Vera Pavone, a former NYC teacher and school secretary, responded with this comment, but it deserves a post all its own.
I should point out that everyone who knows Vera and Leonie agree that these are two of the most respected, clearheaded people they know. Just to emphasize the point that critics of the NY Times are not just coming from fringeville (as a certain ed reporter from the Times once characterized me.)
“My blood started to boil when I read the article, especially because it shows the Times and their lackey reporters continuing to give credibility to the big lies:
1. "He [Klein] has sought to break what he regarded as a vise grip by the teachers' union on work rules”;
“Can't experienced reporters Herszenhorn and Medina find anyone (union leaders, teachers, other people in the educational community) who can explain how work rules actually benefit students and the educational environment?
2. "To divide large failing schools into small schools" and "to put traditional public schools into competition with charter schools"
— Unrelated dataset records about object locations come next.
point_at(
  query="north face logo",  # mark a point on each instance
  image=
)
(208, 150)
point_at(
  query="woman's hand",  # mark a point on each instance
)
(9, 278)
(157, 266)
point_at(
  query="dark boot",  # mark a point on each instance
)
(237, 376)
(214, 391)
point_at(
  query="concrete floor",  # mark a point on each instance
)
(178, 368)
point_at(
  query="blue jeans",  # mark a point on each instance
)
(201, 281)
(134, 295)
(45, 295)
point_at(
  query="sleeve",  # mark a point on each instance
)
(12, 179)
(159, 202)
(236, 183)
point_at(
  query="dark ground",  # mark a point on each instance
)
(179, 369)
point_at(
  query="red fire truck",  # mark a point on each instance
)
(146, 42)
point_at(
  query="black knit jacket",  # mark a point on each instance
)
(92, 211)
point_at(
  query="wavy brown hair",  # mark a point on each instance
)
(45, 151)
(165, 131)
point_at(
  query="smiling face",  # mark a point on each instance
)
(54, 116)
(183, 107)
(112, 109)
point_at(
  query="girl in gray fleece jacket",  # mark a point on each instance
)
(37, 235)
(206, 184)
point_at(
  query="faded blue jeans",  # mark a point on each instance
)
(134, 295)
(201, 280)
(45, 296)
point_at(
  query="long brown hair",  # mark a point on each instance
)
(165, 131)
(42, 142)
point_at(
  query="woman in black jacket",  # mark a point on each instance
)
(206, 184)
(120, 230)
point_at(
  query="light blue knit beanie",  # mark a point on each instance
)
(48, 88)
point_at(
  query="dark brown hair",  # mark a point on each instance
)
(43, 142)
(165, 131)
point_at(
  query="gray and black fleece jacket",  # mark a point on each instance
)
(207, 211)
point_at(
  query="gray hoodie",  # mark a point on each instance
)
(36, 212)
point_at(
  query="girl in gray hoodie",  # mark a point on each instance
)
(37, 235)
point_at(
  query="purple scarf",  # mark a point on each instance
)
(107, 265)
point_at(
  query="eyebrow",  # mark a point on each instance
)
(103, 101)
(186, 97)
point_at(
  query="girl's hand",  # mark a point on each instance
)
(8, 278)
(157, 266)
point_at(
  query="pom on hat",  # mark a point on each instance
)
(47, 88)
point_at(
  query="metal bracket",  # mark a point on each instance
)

“Couldn't H & M read their own publication to find out all the questions that have been raised about small schools and charter schools actually being more successful: getting a higher achieving pool of students and eliminating students with special needs; getting a disproportionate share of resources; forcing the larger, traditional schools to be even more overcrowded and receiving those students who have the least chance of succeeding.
3. "To end what he viewed as a monopoly by the mostly white, middle and upper middle class on good public education services"
“Do H & M really believe that Klein and Bloomberg are the champions of the non-white, non-middle class children just as the Bush administration and NCLB really want to equalize educational opportunity nationwide? Has their investigative reporting shown that quality educational services exist only in white, middle and upper middle class public schools? Do they believe that test scores tell the whole story? Even if it's true that on average teachers in higher achieving schools have more "credentials", this doesn't explain why so many highly skilled, educated, talented, and hardworking teachers don't produce higher test scores in failing schools. Both H & M have been writing about education for some time now and should be able to recognize that "good public education services" have to be suited to the needs of the students, something that is very rare now for any of our students, rich or poor, white or non-white.
“And did I miss it, or did they forget to mention class size?”